Exploring the impact of exercise on women with ovarian cancer: A call for more methodologically standardized RCTs to enable a realistic systematic review.
Study Goal
The researchers aimed to evaluate the effects of physical exercise, including walking, on physical function, fatigue, and psychological outcomes in women with ovarian cancer.
Results Summary
Preoperative walking expedited recovery, and adherence to ≥150 minutes of moderate-intensity exercise per week showed consistent benefits in physical function, fatigue, and psychological outcomes. However, significant heterogeneity in study protocols limited meta-analysis.
Population
Women with ovarian cancer
Effective Dosage
≥150 minutes of moderate-intensity exercise per week
Duration
Not specified
Interactions
None mentioned
| Intervention | Direction | Endpoint | Population | Dosage | Impact | Claim # |
|---|---|---|---|---|---|---|
physical exercise | increase | physical function | women with ovarian cancer | - | improvements | #1 |
physical exercise | increase | fatigue | women with ovarian cancer | - | improvements | #2 |
physical exercise | increase | psychological outcomes | women with ovarian cancer | - | improvements | #3 |
physical exercise | decrease | depressive symptoms | women with ovarian cancer | - | reduced | #4 |
physical exercise | increase | cognitive | women with ovarian cancer | - | enhancements | #5 |
≥150 min of moderate-intensity exercise per week | increase | - | patients | - | experienced the most consistent benefits | #6 |
Preoperative walking | increase | recovery | - | - | expedited | #7 |
Exercise interventions | increase | physical and mental health | ovarian cancer patients | - | can improve | #8 |
INTRODUCTION: Ovarian cancer remains a leading cause of mortality among gynecological malignancies, often diagnosed at advanced stages due to nonspecific symptoms and limited screening tools. Standard treatment, including cytoreductive surgery and chemotherapy, can cause fatigue, physical dysfunction, and psychological distress, impacting quality of life. Exercise interventions have shown potential to mitigate these effects, but inconsistent methodologies in randomized controlled trials (RCTs) limit reliable conclusions and clinical integration. METHODS: A systematic review was conducted following PRISMA guidelines. RCTs assessing physical exercise effects on women with ovarian cancer were included, excluding pilot trials, reviews, and combined therapies. Data extraction and GRADE assessments were performed by two independent reviewers, and a narrative synthesis was conducted due to study heterogeneity. RESULTS: Eleven RCTs were analyzed, covering aerobic, resistance, and yoga interventions.
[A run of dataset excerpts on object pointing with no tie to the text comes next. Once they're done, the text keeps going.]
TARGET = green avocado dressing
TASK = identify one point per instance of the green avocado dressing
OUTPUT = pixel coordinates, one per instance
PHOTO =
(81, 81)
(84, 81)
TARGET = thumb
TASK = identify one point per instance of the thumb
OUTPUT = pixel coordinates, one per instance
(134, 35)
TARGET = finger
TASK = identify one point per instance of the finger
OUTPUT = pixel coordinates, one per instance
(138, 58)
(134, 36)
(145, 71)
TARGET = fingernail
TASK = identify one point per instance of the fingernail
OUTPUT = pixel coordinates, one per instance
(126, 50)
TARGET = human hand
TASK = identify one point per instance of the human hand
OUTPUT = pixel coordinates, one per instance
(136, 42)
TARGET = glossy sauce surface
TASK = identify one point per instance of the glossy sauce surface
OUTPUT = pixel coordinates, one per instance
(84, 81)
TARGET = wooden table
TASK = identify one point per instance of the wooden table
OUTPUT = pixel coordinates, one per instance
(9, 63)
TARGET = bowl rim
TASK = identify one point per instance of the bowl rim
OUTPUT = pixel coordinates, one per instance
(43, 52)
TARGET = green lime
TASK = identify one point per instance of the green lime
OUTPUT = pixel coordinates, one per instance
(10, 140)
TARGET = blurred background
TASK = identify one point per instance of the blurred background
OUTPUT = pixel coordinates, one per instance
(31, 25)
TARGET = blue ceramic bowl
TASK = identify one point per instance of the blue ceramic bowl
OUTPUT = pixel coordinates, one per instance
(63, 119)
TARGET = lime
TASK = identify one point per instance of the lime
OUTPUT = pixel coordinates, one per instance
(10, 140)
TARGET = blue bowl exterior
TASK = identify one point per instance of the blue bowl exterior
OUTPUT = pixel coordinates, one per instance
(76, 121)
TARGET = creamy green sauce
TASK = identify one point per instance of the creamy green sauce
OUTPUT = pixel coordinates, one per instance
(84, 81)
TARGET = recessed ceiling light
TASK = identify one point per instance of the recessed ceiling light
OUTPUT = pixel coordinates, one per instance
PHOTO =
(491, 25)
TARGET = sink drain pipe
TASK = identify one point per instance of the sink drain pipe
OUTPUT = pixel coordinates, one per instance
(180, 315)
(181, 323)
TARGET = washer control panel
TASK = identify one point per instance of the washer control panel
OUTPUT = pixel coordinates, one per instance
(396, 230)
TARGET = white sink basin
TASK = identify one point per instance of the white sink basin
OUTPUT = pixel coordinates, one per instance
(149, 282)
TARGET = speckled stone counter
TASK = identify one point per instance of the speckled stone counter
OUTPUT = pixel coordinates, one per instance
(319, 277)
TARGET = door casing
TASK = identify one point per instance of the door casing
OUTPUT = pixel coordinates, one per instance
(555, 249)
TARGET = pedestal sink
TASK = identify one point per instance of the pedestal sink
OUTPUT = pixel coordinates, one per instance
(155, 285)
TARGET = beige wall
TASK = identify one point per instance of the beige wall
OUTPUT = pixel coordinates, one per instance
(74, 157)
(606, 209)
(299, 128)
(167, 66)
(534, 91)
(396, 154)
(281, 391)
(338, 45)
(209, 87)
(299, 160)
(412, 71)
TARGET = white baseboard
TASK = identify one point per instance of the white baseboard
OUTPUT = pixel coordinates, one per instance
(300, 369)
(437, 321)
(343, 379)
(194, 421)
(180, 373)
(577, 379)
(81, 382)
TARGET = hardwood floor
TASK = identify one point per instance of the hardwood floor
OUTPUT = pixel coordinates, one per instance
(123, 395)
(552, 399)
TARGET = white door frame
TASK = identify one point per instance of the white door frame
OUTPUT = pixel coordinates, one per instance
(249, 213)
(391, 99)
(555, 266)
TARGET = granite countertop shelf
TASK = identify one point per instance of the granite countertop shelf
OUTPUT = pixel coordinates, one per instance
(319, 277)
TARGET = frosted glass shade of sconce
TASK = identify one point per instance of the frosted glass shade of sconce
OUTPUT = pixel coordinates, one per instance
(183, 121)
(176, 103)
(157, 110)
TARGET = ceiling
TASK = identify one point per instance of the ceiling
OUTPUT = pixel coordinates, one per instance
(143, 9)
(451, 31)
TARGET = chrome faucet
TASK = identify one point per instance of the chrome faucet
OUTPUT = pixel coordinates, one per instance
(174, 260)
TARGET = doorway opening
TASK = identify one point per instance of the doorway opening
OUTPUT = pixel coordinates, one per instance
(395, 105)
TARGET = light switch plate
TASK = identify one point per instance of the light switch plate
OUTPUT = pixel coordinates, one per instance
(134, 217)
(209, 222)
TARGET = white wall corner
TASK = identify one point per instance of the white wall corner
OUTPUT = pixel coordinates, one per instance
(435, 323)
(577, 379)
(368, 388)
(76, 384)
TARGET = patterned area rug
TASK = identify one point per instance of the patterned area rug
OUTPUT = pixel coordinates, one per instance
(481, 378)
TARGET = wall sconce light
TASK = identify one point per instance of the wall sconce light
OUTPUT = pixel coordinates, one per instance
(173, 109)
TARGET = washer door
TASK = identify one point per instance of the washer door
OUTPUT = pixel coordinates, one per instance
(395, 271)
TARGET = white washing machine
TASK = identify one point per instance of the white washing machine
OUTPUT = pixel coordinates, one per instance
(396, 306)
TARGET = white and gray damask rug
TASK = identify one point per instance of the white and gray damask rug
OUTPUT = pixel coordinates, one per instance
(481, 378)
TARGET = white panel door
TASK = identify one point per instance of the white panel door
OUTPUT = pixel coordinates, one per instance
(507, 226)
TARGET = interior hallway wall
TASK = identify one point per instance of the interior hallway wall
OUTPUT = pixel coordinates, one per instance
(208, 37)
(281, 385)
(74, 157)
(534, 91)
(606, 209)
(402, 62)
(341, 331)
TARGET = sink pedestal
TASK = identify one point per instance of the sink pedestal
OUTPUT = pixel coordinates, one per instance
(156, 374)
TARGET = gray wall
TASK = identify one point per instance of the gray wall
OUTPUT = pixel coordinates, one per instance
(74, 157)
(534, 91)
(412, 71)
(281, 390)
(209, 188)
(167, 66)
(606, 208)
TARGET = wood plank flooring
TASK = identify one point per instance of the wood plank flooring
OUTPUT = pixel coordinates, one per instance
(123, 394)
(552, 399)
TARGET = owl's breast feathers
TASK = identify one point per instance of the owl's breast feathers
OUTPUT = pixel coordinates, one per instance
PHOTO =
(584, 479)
Findings indicated improvements in physical function, fatigue, and psychological outcomes, such as reduced depressive symptoms and cognitive enhancements. Patients adhering to ≥150 min of moderate-intensity exercise per week experienced the most consistent benefits. Preoperative walking expedited recovery, though significant heterogeneity in study protocols precluded meta-analysis. DISCUSSION: Evidence supports the feasibility and benefits of exercise across ovarian cancer stages. However, inconsistency in exercise intensity, duration, and reporting hinders the development of standardized protocols. Compared to cardiological rehabilitation, ovarian cancer exercise guidelines remain underdeveloped, emphasizing the need for tailored, evidence-based interventions. CONCLUSION: Exercise interventions can improve physical and mental health in ovarian cancer patients. Standardized RCTs are urgently needed to establish robust exercise protocols and enable clinical implementation, enhancing survivorship outcomes and quality of life.